China Faces Risk of Long-Term Stagnation as Demographic Decline and Growth Slowdown Deepen: Ex-Kyrgyz PM

New Delhi, June 21, 2026 — China is staring at a major crisis as declining demography couples with the fading away of the tech boom. Already mired into an real estate crisis, China’s economy is gearing up for the challenge as labour cost advantage is fast vanishing.

Djoomart Otorbaev, former prime minister of Kyrgyz Republic, in an article on LinkedIn, stated that China’s crisis is real. “For nearly four decades, China’s economic success story seemed unstoppable. Hundreds of millions were lifted out of poverty. Entire industries were built from scratch,” noted Otorbaev, adding that “the country became the world’s manufacturing powerhouse and the second-largest economy on Earth.”

But history has entered a new chapter, he added. “The economic model that made China rich may reaching its limits,” stressed the China observer.

He argued that “the demographic dividend is gone. Cheap labour is disappearing.” “The gains from newest technologies are fading.

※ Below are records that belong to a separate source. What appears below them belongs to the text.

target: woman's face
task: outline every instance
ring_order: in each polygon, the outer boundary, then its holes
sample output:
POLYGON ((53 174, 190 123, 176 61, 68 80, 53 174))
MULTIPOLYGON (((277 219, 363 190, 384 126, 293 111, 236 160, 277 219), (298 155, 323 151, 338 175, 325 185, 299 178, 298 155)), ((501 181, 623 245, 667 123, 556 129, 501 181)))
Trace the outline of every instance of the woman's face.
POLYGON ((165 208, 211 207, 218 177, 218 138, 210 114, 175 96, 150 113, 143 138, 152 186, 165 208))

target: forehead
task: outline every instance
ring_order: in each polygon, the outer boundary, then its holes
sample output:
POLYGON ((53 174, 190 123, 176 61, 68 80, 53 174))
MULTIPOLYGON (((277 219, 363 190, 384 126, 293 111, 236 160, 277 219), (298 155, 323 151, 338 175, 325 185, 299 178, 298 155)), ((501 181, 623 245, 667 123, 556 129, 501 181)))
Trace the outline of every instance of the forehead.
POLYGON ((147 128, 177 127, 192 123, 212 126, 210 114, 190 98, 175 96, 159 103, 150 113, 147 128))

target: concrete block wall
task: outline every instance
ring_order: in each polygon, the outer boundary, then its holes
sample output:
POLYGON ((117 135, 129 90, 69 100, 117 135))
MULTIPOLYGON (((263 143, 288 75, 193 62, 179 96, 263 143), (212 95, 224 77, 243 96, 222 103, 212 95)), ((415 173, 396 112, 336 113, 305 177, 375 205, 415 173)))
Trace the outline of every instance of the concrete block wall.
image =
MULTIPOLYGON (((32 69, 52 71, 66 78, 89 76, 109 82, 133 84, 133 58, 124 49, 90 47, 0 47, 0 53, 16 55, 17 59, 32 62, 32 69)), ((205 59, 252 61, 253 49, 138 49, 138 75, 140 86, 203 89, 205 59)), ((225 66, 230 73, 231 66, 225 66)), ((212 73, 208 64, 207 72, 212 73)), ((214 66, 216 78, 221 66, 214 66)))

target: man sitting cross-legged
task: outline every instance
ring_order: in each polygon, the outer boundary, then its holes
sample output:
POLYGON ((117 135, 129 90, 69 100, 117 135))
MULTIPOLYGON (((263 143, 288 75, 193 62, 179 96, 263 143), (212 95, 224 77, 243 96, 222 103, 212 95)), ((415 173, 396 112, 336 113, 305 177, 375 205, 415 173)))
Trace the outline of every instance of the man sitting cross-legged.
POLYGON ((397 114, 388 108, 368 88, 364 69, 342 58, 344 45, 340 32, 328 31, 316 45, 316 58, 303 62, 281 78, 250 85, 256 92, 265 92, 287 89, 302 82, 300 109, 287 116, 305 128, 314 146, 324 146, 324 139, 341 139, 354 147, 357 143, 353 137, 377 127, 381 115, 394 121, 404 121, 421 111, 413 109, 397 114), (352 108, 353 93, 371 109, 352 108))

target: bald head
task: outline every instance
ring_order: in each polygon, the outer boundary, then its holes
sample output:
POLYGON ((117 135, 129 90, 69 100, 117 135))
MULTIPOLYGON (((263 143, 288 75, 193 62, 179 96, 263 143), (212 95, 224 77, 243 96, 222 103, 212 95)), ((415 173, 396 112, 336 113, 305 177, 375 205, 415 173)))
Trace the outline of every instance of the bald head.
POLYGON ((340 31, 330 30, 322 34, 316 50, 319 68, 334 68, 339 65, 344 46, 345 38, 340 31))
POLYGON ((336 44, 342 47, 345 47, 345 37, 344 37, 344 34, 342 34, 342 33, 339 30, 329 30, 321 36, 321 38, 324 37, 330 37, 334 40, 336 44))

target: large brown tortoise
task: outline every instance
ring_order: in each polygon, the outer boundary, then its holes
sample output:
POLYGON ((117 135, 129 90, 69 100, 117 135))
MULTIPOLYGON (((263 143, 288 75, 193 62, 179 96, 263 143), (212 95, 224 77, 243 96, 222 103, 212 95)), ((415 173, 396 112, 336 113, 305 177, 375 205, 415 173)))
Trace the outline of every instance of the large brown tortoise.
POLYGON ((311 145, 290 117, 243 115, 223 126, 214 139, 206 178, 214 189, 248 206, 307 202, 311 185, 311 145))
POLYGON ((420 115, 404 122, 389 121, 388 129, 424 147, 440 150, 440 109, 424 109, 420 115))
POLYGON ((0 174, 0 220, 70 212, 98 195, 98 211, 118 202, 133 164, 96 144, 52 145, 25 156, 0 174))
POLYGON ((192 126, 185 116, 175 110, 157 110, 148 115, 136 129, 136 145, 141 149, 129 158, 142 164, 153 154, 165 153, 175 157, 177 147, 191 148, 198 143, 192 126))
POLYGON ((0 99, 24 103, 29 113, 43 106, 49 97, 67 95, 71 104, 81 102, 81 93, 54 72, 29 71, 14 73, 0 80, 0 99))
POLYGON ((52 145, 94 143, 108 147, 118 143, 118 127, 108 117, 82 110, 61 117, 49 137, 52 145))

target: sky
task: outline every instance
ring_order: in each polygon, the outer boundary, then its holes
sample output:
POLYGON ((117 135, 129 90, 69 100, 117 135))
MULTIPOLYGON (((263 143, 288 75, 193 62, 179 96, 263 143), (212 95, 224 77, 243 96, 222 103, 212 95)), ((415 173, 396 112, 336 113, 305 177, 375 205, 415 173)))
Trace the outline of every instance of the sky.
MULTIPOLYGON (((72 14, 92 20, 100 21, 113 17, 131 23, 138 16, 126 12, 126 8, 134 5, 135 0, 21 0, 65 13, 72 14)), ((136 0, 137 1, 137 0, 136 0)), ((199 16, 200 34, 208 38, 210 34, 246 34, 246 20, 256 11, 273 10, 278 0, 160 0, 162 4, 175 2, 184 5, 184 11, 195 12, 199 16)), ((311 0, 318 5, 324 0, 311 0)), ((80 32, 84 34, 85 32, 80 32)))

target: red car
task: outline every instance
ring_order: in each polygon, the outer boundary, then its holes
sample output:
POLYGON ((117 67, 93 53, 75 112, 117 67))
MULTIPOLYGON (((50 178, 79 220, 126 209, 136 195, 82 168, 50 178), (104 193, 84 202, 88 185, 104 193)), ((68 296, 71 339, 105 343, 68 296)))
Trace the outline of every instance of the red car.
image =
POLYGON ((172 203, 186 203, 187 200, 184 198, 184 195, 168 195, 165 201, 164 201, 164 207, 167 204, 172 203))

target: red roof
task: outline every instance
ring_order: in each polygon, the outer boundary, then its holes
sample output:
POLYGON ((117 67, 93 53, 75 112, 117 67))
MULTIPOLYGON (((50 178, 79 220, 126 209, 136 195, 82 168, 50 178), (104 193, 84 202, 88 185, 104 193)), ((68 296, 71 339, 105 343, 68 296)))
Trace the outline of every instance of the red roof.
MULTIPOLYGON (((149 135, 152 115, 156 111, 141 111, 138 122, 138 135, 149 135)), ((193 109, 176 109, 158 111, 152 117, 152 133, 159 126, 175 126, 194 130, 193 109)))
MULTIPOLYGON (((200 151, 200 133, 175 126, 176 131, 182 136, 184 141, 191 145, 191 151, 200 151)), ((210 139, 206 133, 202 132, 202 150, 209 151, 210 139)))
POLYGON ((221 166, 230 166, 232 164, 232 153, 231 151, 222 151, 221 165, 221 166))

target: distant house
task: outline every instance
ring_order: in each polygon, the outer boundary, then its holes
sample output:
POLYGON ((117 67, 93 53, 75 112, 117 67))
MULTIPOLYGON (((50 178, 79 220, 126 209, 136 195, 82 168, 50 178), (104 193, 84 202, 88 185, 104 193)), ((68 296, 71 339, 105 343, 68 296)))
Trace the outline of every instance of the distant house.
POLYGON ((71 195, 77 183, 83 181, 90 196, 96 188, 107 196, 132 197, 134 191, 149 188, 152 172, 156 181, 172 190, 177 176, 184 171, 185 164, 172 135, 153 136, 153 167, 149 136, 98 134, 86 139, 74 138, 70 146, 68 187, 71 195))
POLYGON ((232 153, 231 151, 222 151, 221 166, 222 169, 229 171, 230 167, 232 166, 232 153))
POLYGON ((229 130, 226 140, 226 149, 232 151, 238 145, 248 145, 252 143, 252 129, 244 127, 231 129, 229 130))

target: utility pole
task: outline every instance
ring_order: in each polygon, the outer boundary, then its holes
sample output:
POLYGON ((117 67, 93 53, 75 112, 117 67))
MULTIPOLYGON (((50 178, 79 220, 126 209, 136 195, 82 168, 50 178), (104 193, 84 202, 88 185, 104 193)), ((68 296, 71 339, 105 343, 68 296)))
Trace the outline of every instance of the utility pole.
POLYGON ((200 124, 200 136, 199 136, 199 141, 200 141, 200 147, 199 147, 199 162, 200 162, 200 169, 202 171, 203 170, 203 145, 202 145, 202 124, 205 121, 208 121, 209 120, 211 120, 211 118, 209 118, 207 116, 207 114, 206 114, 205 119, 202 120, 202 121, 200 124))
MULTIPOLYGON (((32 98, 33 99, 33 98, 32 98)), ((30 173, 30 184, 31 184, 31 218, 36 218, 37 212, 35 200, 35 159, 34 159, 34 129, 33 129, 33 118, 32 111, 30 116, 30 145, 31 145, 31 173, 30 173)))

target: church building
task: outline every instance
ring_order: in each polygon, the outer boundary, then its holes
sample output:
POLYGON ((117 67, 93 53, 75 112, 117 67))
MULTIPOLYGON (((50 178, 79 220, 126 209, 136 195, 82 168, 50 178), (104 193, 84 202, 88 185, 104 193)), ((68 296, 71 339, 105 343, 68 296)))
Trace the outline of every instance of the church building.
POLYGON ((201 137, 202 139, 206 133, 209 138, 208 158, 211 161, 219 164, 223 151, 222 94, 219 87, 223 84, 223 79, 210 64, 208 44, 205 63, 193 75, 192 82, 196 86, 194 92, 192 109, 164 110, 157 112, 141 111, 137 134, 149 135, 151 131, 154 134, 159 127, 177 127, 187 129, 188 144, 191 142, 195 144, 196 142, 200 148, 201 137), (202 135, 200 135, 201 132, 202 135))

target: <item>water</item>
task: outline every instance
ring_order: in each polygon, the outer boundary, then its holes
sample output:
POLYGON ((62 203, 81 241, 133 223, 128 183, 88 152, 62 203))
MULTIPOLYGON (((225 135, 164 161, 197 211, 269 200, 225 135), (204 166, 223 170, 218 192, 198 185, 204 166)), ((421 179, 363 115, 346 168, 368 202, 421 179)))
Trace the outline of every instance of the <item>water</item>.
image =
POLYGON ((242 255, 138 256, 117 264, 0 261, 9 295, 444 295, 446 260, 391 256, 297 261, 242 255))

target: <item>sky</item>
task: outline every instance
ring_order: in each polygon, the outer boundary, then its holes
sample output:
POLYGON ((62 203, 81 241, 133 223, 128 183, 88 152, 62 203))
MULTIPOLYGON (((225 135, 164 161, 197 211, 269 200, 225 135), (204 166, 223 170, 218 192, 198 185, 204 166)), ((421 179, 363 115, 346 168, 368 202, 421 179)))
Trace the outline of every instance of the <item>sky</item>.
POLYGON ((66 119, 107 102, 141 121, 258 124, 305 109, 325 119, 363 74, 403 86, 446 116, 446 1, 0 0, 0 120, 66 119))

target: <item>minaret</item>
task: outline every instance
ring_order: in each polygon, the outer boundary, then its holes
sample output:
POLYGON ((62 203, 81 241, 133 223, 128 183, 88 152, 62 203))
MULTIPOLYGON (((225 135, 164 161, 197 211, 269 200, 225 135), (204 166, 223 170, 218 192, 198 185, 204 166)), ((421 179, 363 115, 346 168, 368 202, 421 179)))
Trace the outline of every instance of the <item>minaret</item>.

Infrastructure investment no longer generates the same returns,” he added.

Otorbaev further stated that “integration into global value chains is becoming more difficult amid growing geopolitical fragmentation.” “The numbers tell a sobering story. China’s economy grew by around 10% annually in the 2000s. Growth slowed to 6–7% in the 2010s and averaged below 5% between 2020 and 2024. Some economists now project that average GDP growth could fall to just 2% between 2027 and 2040,” he added.

Otorbaev further stated that “this might not be a cyclical slowdown. It might be a structural transformation.”

“The real estate crisis, mounting public and quasi-public debt, weak domestic demand, persistent deflationary pressures, demographic decline, technological restrictions, and rising external trade barriers are no longer isolated problems,” he added.

Otorbaev stated that “together they form a complex system of constraints that challenge the foundations of China’s growth model.”

“Perhaps the most alarming statistic is demographic. Over the next decade, China could lose nearly 60 million people, equivalent to the population of France. At the same time, household consumption remains remarkably low by international standards, reflecting deep structural imbalances in income distribution, social security, and consumer confidence,” added Otorbaev.

He stressed that “the greatest risk for China is not recession. It is stagnation.”